汎アラブ主義はしばしばフラットな言葉で議論され、現象は静的なイデオロギー変数として扱われてきましたが、これはまた、東洋的な読みの結果であると言えると思います。 感情を特権化し、社会を一面的に表現し(たとえば、バーナード・ルイスのイメージでは、いわゆるアラブの「路上の人」)、不変の条件のもとに描き出すこの運動は、欧米の学術文献では「激流」として、「ガス抜き」として、やがてサバルタンとその「激しいフラストレーション」の表現形式として存在するようになる。 視点を移し、歴史化すれば、汎アラブ主義は、それとは異なって、「歴史的に位置づけられた」多層的な運動として浮上する。
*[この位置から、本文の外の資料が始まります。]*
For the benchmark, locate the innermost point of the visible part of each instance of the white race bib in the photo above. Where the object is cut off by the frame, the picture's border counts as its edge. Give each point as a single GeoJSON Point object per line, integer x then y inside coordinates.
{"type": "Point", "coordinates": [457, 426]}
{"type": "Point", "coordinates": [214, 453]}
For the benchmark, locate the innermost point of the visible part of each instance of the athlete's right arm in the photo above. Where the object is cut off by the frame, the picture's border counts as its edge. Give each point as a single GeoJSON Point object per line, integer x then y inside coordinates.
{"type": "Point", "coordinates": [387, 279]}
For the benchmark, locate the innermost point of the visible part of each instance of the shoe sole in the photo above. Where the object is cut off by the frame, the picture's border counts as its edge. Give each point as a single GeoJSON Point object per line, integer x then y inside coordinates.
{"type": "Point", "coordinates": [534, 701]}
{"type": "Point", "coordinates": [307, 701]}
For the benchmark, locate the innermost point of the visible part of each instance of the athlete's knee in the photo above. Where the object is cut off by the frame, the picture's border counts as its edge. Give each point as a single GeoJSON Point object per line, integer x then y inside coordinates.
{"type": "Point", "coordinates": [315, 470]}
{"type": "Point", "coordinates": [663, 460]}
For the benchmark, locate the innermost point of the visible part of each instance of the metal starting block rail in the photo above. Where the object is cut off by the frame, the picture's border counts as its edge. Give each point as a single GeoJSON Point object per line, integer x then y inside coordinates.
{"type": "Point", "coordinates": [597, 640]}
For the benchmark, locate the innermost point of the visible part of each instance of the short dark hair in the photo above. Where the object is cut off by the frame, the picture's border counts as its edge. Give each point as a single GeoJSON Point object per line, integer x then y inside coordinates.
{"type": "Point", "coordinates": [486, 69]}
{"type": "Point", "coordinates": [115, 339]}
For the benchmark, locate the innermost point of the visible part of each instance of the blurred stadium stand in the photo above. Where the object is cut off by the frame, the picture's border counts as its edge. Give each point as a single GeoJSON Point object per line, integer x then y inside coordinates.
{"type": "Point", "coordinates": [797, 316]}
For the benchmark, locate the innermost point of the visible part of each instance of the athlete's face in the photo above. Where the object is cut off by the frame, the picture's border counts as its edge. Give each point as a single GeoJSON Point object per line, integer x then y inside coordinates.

それは、(オスマン帝国であれ西洋であれ)物理的な占領に対して勢いをつけ、アラブ帝国の深い歴史に触れて感情に訴える根拠を作り、(主に言語的)文化的共通性を利用して植民地支配者に対する政治の統一を求めていること、国民国家がこれらの国々の国家建設プロセスの現代の標準として浮上している歴史の瞬間にそのすべてを実行に移していることだ。 オスマン帝国の崩壊、植民地主義のベルエポック、ナショナリズムの黄金時代、さらに反植民地運動の高まりが重なったことで、解放、近代化、自治を求める国内の動きと最適な形で外的状況が一致し、そのすべてが汎アラブ主義を力強く推進している。 それを体現するカリスマ的指導者、エジプトのガマル・アブデル・ナセルの存在は、こうした「パーフェクトストーム」の実現をさらに容易にした。 8134>

アラブ民族と汎民族のイデオロギーにはどのような緊張と障害があり、それらはどのように克服されたのだろうか。 しかし、それは2つの主要な断層を伴っていた。 1つは、事実上、地元のマシュリキとマグレブのアイデンティティを超越して、包括的なアラブのグループの下に統合しようとするトランスナショナルな政治を提唱する運動と、地元の政治物語と国内主権システムの追求の間の初期の緊張である。 文化的な願望として、最初のダイナミズムは文学や詩で表現され、19世紀には「目覚め」「ルネッサンス」「上昇」の動きを表すいくつかの社会政治的な概念でとらえられ、初期のアラブ民族主義の思想家であるリファー・アル・タフターイー、アブデルラフマン・アル・カワキビ、サティー・アル・フスリーがそのことを語っている。 しかし、各国が独自のプロジェクトを進めれば進めるほど、汎アラブ主義は空洞化し、「アルジェリア的」「モロッコ的」「エジプト的」「シリア的」「イラク的」などがこれらの国々の市民の心を支配し始め、その区別はますますつかなくなる。 汎アラブ主義の第二の欠点は、その訴求力の根拠と、アラブの歴史に関する矛盾に関わるものであった。 汎アラブ主義は、アラブの黄金時代をルネッサンスとして、現代に生きるアラブの近代的、近代的なプラットフォームを求めるものであった。 しかし、その黄金時代はアラブ・イスラーム帝国のものであり、世俗的なイデオロギーではなく、宗教によって推進されたものであった。 8134>

汎アラブ主義の議論は、この運動がヨーロッパのナショナリズムの思想に影響されていたことを考えると、ハンドブックのテーマである南-南関係研究にどのように役立つのでしょうか。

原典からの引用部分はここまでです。